自分の手よりも先に、別の手がその定規を拾い上げた。目を丸くしてその定規を辿りながら顔を上げる。


「拾うの手伝(てつど)うたる」


少しぽっちゃりした男の子だった。しゃがみこんでいるけれど背はおそらく自分よりも少し高い。目が細く頬がふっくらしていて、釣り気味の凛々しい眉をしている。

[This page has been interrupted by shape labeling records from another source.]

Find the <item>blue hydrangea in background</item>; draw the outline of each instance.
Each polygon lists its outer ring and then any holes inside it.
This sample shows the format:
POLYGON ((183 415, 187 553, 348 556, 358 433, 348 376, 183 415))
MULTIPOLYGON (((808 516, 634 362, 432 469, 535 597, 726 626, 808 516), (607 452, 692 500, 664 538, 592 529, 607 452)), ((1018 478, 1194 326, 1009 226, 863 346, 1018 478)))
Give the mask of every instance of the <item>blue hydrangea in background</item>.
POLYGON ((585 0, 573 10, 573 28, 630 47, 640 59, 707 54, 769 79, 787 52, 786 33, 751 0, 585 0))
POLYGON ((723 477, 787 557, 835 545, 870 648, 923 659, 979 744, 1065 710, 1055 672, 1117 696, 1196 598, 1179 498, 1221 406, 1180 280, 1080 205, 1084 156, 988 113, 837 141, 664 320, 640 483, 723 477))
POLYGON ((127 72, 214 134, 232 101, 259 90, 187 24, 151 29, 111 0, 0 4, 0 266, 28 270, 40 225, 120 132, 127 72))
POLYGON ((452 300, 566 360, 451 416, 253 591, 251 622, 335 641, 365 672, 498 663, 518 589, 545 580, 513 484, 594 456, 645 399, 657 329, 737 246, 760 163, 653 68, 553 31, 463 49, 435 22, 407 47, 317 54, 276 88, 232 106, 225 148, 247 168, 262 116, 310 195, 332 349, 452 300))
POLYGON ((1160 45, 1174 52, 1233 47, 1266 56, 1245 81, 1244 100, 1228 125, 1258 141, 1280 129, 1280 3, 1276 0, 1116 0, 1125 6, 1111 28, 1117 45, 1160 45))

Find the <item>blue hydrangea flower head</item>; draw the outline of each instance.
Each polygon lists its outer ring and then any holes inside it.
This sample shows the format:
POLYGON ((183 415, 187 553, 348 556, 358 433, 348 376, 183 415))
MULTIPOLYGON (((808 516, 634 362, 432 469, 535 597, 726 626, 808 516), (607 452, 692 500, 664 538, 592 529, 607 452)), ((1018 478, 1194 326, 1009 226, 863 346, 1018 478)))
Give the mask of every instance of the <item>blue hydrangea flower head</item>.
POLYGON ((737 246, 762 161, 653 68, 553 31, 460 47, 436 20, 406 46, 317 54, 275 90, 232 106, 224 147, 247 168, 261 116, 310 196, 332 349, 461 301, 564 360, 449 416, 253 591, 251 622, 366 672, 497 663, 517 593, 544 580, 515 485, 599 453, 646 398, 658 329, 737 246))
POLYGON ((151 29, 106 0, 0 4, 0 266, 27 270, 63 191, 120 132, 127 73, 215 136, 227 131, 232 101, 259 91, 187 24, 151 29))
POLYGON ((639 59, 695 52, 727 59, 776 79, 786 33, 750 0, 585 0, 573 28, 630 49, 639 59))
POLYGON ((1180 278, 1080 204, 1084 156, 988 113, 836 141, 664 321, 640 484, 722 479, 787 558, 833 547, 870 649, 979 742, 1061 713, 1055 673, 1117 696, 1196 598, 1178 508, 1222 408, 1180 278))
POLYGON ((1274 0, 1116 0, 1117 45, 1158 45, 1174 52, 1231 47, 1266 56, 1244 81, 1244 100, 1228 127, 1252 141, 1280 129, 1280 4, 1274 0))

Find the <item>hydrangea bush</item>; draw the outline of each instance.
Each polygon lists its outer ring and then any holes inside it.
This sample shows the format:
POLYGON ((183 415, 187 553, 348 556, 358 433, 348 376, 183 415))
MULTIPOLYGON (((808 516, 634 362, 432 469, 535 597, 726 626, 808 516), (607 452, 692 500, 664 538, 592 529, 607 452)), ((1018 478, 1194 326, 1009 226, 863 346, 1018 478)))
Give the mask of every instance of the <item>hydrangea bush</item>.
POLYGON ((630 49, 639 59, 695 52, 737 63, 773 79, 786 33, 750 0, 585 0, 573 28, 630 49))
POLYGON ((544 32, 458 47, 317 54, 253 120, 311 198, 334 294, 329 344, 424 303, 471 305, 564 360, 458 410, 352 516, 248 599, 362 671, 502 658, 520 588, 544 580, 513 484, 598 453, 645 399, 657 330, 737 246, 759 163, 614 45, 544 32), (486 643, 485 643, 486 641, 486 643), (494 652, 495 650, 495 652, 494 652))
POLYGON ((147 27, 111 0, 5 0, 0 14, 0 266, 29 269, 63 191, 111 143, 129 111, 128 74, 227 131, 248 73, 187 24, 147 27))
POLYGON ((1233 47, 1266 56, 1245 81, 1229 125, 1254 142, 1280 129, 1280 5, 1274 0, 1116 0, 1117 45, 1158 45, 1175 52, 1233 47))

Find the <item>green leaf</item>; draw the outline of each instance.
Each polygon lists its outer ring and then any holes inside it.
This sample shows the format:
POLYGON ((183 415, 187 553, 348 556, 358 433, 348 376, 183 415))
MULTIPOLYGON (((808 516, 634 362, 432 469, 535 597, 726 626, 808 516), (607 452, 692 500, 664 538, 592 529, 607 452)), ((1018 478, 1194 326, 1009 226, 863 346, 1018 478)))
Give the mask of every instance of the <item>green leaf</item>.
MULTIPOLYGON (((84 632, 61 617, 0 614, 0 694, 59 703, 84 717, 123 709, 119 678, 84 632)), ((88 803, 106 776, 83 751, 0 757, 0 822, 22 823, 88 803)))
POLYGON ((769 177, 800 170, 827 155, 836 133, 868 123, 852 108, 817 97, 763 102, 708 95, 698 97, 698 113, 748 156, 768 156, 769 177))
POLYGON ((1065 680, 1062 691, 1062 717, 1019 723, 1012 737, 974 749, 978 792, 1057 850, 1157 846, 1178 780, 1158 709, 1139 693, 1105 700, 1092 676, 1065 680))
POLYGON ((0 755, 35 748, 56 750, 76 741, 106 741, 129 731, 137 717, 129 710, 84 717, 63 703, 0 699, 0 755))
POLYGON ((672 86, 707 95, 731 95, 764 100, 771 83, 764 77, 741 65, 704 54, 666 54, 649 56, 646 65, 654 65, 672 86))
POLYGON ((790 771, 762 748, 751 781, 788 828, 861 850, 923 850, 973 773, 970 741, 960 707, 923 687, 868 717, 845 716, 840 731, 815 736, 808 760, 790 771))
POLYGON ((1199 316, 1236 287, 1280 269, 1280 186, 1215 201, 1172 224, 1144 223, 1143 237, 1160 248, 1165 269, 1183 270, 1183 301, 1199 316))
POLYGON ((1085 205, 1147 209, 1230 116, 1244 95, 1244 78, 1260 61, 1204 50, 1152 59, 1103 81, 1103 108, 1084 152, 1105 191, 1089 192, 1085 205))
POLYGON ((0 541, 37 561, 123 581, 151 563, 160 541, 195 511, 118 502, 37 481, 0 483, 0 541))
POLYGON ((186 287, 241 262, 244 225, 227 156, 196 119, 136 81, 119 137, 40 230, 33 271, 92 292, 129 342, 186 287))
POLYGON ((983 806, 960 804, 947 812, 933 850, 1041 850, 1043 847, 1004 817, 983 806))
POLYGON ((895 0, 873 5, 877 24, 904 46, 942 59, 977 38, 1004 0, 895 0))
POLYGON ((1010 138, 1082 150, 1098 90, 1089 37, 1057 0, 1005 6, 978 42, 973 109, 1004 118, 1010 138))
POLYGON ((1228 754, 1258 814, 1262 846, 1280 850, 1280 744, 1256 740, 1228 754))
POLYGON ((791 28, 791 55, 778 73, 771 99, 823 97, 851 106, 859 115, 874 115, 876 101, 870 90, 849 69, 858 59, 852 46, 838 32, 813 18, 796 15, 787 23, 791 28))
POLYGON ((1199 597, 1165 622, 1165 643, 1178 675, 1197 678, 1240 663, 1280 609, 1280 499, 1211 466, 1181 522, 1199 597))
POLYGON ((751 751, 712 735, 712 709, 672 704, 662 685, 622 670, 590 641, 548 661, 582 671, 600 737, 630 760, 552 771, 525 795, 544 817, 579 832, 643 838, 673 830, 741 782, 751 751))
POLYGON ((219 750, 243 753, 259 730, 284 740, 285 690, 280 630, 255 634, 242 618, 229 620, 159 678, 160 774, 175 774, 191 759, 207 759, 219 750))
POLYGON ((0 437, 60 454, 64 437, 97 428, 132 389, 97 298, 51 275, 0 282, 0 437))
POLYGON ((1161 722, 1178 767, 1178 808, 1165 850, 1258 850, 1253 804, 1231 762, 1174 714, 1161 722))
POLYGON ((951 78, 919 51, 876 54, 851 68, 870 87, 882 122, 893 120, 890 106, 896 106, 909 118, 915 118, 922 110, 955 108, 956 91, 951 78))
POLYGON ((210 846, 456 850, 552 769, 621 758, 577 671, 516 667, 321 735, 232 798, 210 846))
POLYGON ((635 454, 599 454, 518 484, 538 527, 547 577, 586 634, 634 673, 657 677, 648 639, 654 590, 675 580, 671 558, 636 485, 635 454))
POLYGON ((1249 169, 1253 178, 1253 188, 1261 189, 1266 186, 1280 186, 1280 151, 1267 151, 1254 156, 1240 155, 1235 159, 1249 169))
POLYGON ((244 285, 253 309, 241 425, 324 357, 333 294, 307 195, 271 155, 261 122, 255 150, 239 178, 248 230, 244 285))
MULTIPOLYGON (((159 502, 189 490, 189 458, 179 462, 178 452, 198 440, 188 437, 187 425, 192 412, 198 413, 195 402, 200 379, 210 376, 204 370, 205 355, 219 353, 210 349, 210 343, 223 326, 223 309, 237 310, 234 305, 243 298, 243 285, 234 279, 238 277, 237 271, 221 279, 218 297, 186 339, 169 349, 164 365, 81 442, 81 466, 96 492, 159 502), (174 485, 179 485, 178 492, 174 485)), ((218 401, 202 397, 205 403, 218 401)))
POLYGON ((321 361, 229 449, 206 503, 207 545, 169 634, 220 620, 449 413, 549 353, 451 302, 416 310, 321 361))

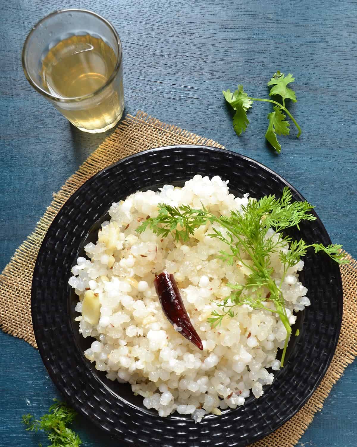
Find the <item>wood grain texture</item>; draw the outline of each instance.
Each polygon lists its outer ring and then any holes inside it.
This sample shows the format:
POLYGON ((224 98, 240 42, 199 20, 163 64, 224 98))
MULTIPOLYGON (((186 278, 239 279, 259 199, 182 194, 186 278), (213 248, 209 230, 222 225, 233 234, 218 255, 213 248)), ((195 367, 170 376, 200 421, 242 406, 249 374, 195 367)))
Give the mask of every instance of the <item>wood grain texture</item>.
MULTIPOLYGON (((140 109, 274 169, 316 206, 333 242, 357 256, 355 1, 0 0, 1 270, 53 192, 106 136, 71 126, 22 72, 21 51, 31 27, 70 7, 95 11, 117 30, 127 112, 140 109), (303 130, 299 139, 292 127, 290 136, 281 137, 279 156, 264 140, 269 105, 253 105, 250 127, 238 138, 220 93, 241 83, 252 95, 266 97, 266 82, 277 69, 296 78, 298 102, 290 109, 303 130)), ((10 336, 0 337, 1 443, 37 445, 41 440, 25 432, 20 418, 28 411, 40 415, 58 392, 37 351, 10 336)), ((355 362, 300 444, 357 445, 356 380, 355 362)), ((86 446, 111 445, 88 426, 79 421, 86 446)))

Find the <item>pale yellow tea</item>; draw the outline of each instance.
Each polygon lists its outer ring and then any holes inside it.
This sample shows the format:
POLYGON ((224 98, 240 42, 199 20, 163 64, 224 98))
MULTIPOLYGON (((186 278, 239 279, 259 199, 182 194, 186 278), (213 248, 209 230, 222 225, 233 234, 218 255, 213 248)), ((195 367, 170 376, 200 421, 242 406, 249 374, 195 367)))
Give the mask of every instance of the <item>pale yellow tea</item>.
POLYGON ((89 34, 72 36, 54 46, 44 59, 41 73, 44 87, 67 100, 58 102, 56 107, 73 124, 87 132, 103 132, 115 125, 124 107, 121 73, 100 90, 116 61, 112 49, 101 39, 89 34), (79 100, 68 101, 74 98, 79 100))

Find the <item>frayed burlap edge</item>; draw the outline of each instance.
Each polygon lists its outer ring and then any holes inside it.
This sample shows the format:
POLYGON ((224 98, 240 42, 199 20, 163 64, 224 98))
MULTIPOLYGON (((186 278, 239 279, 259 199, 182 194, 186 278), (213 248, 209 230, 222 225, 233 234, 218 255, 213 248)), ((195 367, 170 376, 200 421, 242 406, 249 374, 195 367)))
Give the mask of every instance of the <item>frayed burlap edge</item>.
POLYGON ((224 148, 143 112, 128 115, 99 147, 69 178, 37 223, 34 231, 17 249, 0 275, 0 328, 37 347, 31 317, 32 274, 41 243, 49 227, 67 200, 83 183, 112 163, 132 154, 171 144, 206 144, 224 148))
MULTIPOLYGON (((179 144, 221 145, 176 126, 166 124, 139 111, 128 115, 116 130, 69 178, 58 193, 34 231, 17 249, 0 275, 0 328, 37 347, 31 317, 32 275, 38 250, 52 221, 69 197, 91 177, 115 161, 152 148, 179 144)), ((344 312, 341 334, 332 361, 319 387, 302 409, 278 430, 251 447, 294 447, 322 408, 332 387, 357 355, 357 261, 341 267, 344 312)))
POLYGON ((335 355, 316 390, 295 416, 271 434, 251 444, 250 447, 294 447, 320 411, 332 387, 345 368, 357 355, 357 261, 346 253, 350 263, 341 266, 344 309, 341 333, 335 355))

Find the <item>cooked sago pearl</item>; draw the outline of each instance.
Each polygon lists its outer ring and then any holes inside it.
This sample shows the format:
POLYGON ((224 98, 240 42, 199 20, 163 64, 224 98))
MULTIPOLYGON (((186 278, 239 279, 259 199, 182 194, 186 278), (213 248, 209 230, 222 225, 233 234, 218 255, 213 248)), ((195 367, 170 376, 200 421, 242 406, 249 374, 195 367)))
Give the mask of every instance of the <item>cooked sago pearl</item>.
POLYGON ((126 266, 128 267, 129 269, 131 268, 132 267, 134 266, 134 264, 135 263, 135 261, 134 259, 134 257, 133 255, 129 254, 126 260, 126 266))
POLYGON ((139 292, 145 292, 149 288, 149 284, 145 281, 141 281, 139 282, 137 285, 137 290, 139 292))
POLYGON ((271 369, 274 371, 278 371, 280 369, 280 362, 279 360, 274 360, 271 364, 271 369))
POLYGON ((88 284, 92 290, 94 290, 95 289, 96 289, 98 287, 98 283, 94 279, 91 279, 88 283, 88 284))
MULTIPOLYGON (((226 245, 209 236, 216 228, 226 235, 218 224, 207 221, 184 243, 171 234, 136 229, 146 216, 158 215, 159 203, 203 205, 215 215, 228 217, 232 211, 244 212, 248 201, 247 194, 241 198, 229 194, 227 182, 218 176, 195 176, 183 188, 166 185, 158 192, 138 191, 112 204, 100 240, 85 246, 88 259, 78 258, 72 269, 69 283, 79 296, 80 333, 96 339, 85 357, 110 380, 129 382, 144 406, 161 417, 177 411, 198 422, 205 415, 243 405, 253 394, 259 397, 280 367, 276 357, 286 331, 278 315, 246 304, 220 325, 212 328, 208 321, 212 312, 220 313, 217 303, 232 293, 227 283, 246 285, 250 273, 241 263, 227 266, 219 258, 226 245), (162 311, 154 280, 165 270, 174 275, 203 351, 183 336, 183 324, 174 325, 162 311), (88 290, 95 293, 86 297, 88 290)), ((271 229, 266 236, 279 238, 271 229)), ((287 245, 282 249, 288 253, 287 245)), ((292 325, 293 311, 310 304, 297 273, 303 261, 289 267, 281 284, 279 253, 271 253, 270 261, 292 325)), ((273 310, 269 299, 263 304, 273 310)))
POLYGON ((103 344, 100 342, 93 342, 91 346, 91 349, 93 352, 100 352, 103 348, 103 344))
POLYGON ((207 287, 209 284, 209 279, 208 276, 201 276, 199 279, 198 285, 200 287, 207 287))

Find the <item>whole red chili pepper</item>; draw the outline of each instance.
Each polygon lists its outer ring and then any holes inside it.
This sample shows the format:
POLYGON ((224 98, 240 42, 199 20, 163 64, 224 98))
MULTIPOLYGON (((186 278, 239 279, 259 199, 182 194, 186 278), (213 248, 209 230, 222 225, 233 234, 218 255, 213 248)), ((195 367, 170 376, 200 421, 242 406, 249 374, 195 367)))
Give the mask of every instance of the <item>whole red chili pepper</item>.
POLYGON ((178 332, 203 350, 202 342, 190 320, 174 275, 162 272, 155 275, 154 283, 167 319, 172 325, 176 325, 178 332))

遠慮気味に顔をのぞきこんできた彼は少し恥ずかしそうに鼻を鳴らした。そして転がった鉛筆を次々と拾い集め筆箱に仕舞い、最後にチャックをシャッと閉めると「ほら」と筆箱を突き出した。

戸惑いながらそれを受け取る。


「理科室分からんのやろ? 一緒に行こ」

「え……」

「おれ、三好正信(みよしまさのぶ)。あそこの席座ってるけど、覚えてる?」


彼は振り向いて窓際の席を指さした。


「あと理科室行く時は、生活科ボードと資料集いるから。来光のロッカーどれ?」

「あ……ここ……」


ロッカーから緑のバインダーと理科の資料集を取り出した彼はまた「ほら」と差し出した。

胸に突き出されて反射的に両手で受け取る。


「チャイム鳴る前に座ってなかったら怒られるから、早く」

「なん、で」


ありがとうよりも先に出た言葉は疑問の言葉だった。

自分の噂を聞いているはずだ。クラス皆が僕のことを無視すると決めている。僕に声をかけたところで、何かメリットがあるなんて思えないのに。